XLVIII. Porém, ninguém pôs em causa que os menores estivessem inseridos na escola que anteriormente frequentavam, pelo que seria irrelevante quanto a esse respeito pudesse vir dizer a psicóloga do X e quanto ao demais, tratar-se-ia de um exercício de mera prognose sobre a forma como o X lidaria com a mudança de escola;
XLIX. Sendo certo que, como sabemos, a mudança de estabelecimento de ensino é algo por que todas as crianças e jovens passam, várias vezes, ao longo da sua vida. E, se pode constituir um desafio (sem dúvida), é também uma oportunidade de crescimento, aprendizagem e aquisição e ferramentas que prepararão os menores para o futuro que, sabemos, é incerto e pleno de mudanças (por vezes, mais abruptas e disruptivas do que uma mudança de escola);
L. Certo é que o Tribunal não é obrigado a ouvir os psicólogos que a nível particular o pai ou a mãe ou ambos os progenitores tenham escolhido para acompanhar os menores. Caso entenda necessária uma avaliação psicológica aos menores pode e deve o tribunal ordenar seja a mesma feita por meios à disposição do Tribunal – perícias médico-legais de psicologia;
LI. Sempre se diga ademais, no que à pretendida audição do X concerne, que, como é consabido, a vontade que possa ser expressa pelos menores (sempre relevante, naturalmente) pode não corresponder ao seu melhor interesse – e é esse superior interesse que deve subjazer à decisão do Tribunal. Neste caso, estamos perante um menor com (à data) seis anos de idade que, pretendia a Requerida, seria ouvido sobre uma mudança para outro estabelecimento de ensino. Não é de todo expectável que a audição do X viesse a revelar-se relevante para a tomada de decisão aqui em causa;
LII. A Requerida, em bom rigor, parece sustentar a necessidade de alteração dos pontos 1 e 2 dos Factos Não Provados, no sentido de que para os menores é imprescindível manterem-se na escola M, no facto de os mesmos sempre a terem frequentado desde os 3 anos de idade e porque, apresentando esta um método alternativo de ensino, os menores teriam grandes dificuldades em adaptar-se a outra escola. Seria, porém, absurdo admitir que, a partir do momento em que uma criança, ainda em idade pré-escolar, ingressasse num estabelecimento de ensino M, nunca mais poderia dele sair e frequentar outra escola privada ou pública com um método de ensino diferente…

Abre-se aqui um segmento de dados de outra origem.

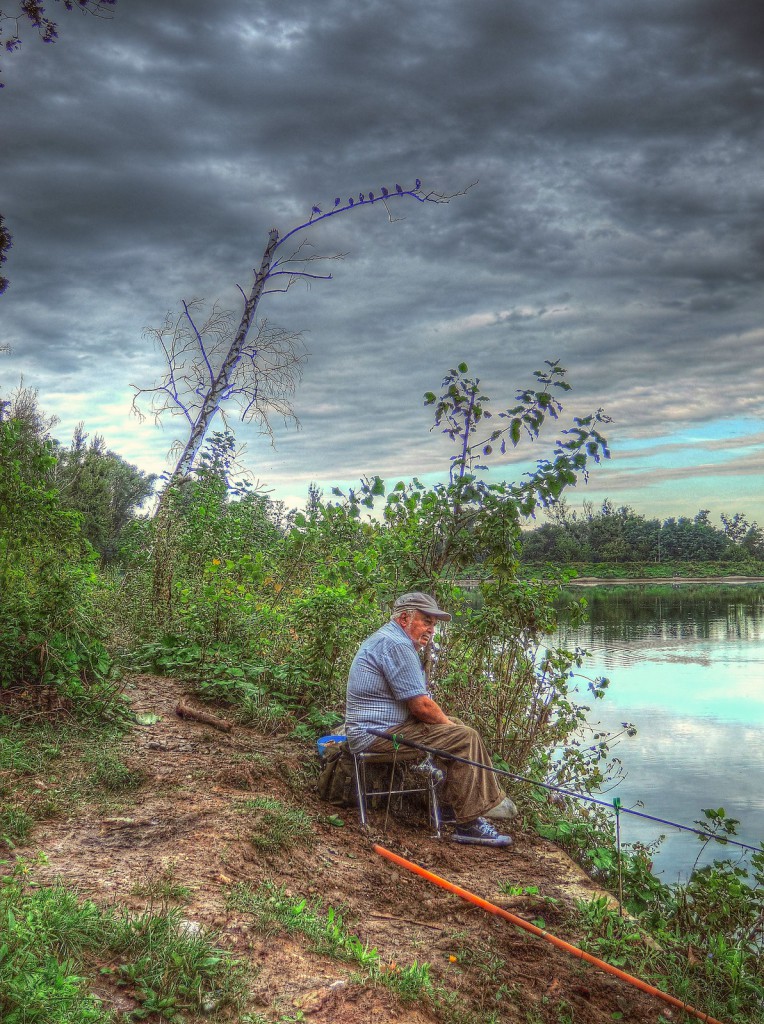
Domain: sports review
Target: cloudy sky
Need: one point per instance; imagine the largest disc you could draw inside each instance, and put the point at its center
(616, 224)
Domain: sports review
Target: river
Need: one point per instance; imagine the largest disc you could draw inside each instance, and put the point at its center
(688, 672)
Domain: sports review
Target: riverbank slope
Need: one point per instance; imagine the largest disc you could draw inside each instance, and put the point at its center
(199, 817)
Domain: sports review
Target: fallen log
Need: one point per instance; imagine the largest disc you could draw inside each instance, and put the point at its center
(185, 711)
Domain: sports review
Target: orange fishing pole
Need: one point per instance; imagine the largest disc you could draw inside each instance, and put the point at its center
(547, 936)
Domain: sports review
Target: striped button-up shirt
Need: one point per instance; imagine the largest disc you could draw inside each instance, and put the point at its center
(385, 673)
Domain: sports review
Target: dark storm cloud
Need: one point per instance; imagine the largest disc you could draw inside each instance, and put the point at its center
(617, 223)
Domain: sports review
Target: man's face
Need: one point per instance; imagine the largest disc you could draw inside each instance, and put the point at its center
(420, 627)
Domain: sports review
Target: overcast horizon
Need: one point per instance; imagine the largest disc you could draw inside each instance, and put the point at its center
(614, 224)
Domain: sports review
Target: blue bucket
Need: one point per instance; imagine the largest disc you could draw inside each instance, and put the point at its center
(324, 741)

LIII. É, pois, por demais evidente, que deve manter-se o ponto 2. dos Factos Não Provados, inexistindo qualquer elemento nos autos que justifique a alteração desta matéria, estando devidamente sustentada a decisão do Tribunal a quo neste conspecto;
LIV. A Requerida Apelante defende, ainda, que o Tribunal deveria ter dado como não provado o facto que fez constar como n.º 7 dos Factos Provados, ou seja, que o X não frequentou no ano letivo agora findo o primeiro ano por ter necessidade de aperfeiçoar a língua inglesa a fim de poder acompanhar todos os conteúdos lecionados;
LV. Resulta, do Relatório da escola M que, efectivamente, o menor X necessitava de, conforme consta da decisão recorrida, “aperfeiçoar a língua inglesa” para poder integrar o “Elementary program” (primeiro ciclo), uma vez que aí se afirma que A principal área de melhoria e foco para o X no final do ano académico de 2023 foi apoiar suas aptidões de leitura (em inglês, evidentemente);
LVI. É manifesto, pois, que a decisão de facto vertida no ponto 7. dos factos provados na decisão recorrida é correcta e está devidamente alicerçada no relatório da própria escola, bem como nas afirmações do Requerente com base nas informações que verbalmente lhe foram transmitidas pela escola (conforme alegado no requerimento inicial). Deve pois manter-se inalterada;
LVII. No mais das suas alegações, veio a Requerida novamente insistir numa série de afirmações falsas ou deturpadas, como sejam que o Requerente aufere um salário milionário, de €15.500,00 mensais, quando está demonstrado nos autos (Cfr. Doc. n.º 3 do requerimento inicial) que o Requerente aufere a remuneração mensal líquida de €6.244,50;
LVIII. Afirma a Requerida que existem €150.000,00 nas poupanças do outrora casal – esclareça-se que ditas poupanças (que nem sequer se aproximam de tal valor!) não chegam para pagar mais de dois anos lectivos, ou seja, com base nesse valor, nem sequer o X conseguiria terminar o ciclo de três anos (muito menos a Z);
LIX. O Requerente não pode concordar com esta postura da Requerida, no sentido de querer gastar todo o “pé-de-meia” que possuem em dois anos de mensalidades de uma Escola, após o que ficariam sem quaisquer poupanças para fazer face uma eventualidade e sem meios económicos para manter os menores na escola, tendo os mesmos de transitar para outro estabelecimento a meio do ciclo de ensino…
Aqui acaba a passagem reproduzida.